By the \emph{reverse} of a ribbon structure, we mean the structure where all cyclic orders are turned opposite. This is equivalent to reversing the orientation of the ribbon surface. Below we consider the reversed ribbon structure with the same base point, \ie the same boundary point of the ribbon surface.

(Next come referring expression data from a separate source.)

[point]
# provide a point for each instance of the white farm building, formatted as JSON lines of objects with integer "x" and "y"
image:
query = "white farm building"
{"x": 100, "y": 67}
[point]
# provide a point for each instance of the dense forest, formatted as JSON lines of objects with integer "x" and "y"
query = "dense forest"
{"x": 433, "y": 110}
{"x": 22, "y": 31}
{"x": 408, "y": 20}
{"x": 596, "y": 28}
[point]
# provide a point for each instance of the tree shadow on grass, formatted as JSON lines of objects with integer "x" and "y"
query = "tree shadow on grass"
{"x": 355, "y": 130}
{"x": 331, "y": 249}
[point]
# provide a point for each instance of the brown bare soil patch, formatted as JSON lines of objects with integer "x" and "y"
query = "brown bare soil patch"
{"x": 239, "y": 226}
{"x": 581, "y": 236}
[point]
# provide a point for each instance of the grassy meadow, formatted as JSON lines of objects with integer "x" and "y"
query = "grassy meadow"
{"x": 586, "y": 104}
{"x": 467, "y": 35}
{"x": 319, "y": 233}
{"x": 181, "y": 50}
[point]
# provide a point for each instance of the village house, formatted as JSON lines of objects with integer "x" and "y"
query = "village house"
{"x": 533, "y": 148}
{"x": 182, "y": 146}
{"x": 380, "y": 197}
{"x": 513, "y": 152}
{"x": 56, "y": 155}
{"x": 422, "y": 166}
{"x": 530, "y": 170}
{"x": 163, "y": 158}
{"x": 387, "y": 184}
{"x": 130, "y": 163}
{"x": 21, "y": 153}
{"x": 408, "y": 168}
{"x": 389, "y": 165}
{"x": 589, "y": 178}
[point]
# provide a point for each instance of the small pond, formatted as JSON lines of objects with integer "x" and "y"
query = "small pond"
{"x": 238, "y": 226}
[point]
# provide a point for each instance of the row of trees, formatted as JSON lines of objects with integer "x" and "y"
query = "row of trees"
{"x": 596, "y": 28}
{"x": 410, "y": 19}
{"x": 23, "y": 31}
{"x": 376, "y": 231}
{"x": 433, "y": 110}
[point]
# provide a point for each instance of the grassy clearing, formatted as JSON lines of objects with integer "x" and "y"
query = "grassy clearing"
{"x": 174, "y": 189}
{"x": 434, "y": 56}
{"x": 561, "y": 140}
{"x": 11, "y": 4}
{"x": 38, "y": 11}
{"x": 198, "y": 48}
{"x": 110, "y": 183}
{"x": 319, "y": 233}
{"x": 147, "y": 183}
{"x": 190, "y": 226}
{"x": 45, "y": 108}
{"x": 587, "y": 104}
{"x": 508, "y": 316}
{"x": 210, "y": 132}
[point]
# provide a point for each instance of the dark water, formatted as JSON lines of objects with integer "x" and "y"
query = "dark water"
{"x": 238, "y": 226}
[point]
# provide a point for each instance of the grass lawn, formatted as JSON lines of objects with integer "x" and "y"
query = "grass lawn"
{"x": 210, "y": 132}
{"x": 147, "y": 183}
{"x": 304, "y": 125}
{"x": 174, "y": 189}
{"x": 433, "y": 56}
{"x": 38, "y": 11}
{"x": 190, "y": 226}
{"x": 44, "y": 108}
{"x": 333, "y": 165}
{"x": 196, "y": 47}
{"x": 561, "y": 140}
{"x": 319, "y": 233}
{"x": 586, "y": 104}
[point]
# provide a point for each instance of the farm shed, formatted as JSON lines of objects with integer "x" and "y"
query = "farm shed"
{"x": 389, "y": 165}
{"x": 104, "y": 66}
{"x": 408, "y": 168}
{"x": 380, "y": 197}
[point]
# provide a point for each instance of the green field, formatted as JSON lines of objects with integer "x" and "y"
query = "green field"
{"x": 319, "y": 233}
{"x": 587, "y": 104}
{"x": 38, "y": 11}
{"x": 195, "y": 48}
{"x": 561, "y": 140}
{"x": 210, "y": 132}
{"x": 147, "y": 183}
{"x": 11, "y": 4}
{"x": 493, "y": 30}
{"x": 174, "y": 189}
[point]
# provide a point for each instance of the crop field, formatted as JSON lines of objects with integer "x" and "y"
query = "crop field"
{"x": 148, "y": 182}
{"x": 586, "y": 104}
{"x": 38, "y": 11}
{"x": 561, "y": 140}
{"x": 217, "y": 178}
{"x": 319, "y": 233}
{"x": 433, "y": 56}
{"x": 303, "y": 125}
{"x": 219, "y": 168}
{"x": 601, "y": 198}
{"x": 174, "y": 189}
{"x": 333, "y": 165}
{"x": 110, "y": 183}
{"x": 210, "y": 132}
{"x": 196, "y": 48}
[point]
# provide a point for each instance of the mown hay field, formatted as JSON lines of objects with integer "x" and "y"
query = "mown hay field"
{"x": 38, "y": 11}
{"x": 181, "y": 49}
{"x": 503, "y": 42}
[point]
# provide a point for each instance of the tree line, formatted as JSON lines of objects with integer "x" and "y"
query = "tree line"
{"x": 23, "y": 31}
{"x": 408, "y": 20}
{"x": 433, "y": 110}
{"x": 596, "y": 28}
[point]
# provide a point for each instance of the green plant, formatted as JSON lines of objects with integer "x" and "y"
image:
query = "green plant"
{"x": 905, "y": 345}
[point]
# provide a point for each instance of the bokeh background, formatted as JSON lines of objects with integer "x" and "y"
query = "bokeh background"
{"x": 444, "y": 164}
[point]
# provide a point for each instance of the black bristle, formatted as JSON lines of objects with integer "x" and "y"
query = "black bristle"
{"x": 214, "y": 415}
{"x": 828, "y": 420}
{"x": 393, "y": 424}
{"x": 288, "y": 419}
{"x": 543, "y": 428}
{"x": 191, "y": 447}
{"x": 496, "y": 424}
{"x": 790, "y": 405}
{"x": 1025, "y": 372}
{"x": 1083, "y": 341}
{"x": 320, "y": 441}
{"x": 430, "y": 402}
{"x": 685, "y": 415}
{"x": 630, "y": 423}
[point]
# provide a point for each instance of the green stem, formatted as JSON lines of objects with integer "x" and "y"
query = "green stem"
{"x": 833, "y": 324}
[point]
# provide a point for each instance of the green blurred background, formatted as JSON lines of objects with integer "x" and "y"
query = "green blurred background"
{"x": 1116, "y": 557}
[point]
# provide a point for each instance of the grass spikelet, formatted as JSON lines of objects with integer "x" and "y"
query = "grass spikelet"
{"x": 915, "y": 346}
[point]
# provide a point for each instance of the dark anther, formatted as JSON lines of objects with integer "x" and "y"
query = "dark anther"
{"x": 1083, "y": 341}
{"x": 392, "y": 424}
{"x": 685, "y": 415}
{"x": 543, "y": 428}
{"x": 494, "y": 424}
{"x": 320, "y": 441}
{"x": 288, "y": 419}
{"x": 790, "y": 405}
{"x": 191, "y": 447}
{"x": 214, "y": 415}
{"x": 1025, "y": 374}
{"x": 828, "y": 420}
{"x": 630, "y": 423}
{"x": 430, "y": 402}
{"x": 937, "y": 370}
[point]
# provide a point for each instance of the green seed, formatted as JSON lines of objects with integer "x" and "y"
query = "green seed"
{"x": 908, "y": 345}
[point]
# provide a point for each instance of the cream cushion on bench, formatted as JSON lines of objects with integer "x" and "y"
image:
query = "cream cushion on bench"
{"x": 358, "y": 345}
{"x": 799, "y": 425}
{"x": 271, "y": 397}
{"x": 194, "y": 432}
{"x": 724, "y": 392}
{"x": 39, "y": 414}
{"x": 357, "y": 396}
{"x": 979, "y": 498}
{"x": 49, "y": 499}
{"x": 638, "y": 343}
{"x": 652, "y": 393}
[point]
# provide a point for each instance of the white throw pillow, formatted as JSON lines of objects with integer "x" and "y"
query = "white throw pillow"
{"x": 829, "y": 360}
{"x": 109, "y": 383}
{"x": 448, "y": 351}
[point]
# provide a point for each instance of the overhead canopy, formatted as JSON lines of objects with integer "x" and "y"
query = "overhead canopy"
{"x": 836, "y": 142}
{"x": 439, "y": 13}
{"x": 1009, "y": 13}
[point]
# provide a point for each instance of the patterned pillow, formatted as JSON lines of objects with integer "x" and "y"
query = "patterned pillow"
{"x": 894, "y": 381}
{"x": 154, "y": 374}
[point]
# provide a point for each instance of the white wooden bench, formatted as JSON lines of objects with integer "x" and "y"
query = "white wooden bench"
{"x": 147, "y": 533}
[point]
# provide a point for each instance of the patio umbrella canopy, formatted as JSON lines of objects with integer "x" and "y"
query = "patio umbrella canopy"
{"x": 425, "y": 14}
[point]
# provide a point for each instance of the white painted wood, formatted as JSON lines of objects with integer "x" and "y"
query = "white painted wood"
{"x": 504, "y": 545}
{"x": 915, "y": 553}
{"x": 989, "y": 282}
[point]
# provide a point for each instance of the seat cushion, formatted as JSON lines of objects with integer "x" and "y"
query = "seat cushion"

\begin{lemma}\label{l:emerald_tree_is_also_violet}
A $V$-cut Jaeger tree with base node $b_0$ and base edge $b_0b_1$ is an $E$-cut Jaeger tree for the reversed ribbon structure, base node $b_0$, and base edge $b_0b_1^-$ (where the latter is meant in the original ribbon structure).
\end{lemma}
\begin{proof}
Let $T$ be a spanning tree of $\bip\HH$. In the tour of $T$, each non-edge $\varepsilon$ of $T$ is visited (\ie is current) twice, once at each endpoint. The tree $T$ is $V$-cut if and only if the violet endpoint is always reached (\ie forms a current pair with $\varepsilon$) before the emerald one. For the reversed ribbon structure, the order of the two occurrences of $\varepsilon$ in the tour becomes opposite. Hence $T$ is $V$-cut for the original structure if and only if it is $E$-cut for the reversed structure.
\end{proof}
\begin{exam}
The spanning tree on the left of Figure~\ref{fig:Jaeger-trees} is an $E$-cut Jaeger tree for the ribbon structure induced by the clockwise (negative) orientation of the plane, with base node $v_0$ with base edge $v_0e_2$.
\end{exam}
Note that by symmetry, an $E$-cut Jaeger tree with base node $b_0$ and base edge $b_0b_1$ is also a $V$-cut Jaeger tree with base node $b_0$, base edge $b_0b_1^-$ and the reversed ribbon structure. As the reversal of the ribbon structure is an involution, we deduce the following.
\begin{lemma}\label{c:set_of_emerald_trees_eq_violet}
The set of $E$-cut Jaeger trees with base node $b_0$ and base edge $b_0b_1$ is equal to the set of $V$-cut Jaeger trees with base node $b_0$, base edge $b_0b_1^-$, and the reversed ribbon structure.
\end{lemma}
\begin{defi}
For a $V$-cut Jaeger tree $T$, we call the tour of $T$ (with respect to the original ribbon structure) the \emph{violet tour of $T$}. We call the tour of $T$ with base point $b_0$, base edge $b_0b_1^-$ and the reversed ribbon structure the \emph{emerald tour of $T$}.
\end{defi}
By Lemma~\ref{l:emerald_tree_is_also_violet}, for a $V$-cut Jaeger tree, in the emerald tour, each non-edge is cut at its emerald endpoint. The violet and the emerald tours of a Jaeger tree both induce orderings of the edges of $\bip \HH$, as follows.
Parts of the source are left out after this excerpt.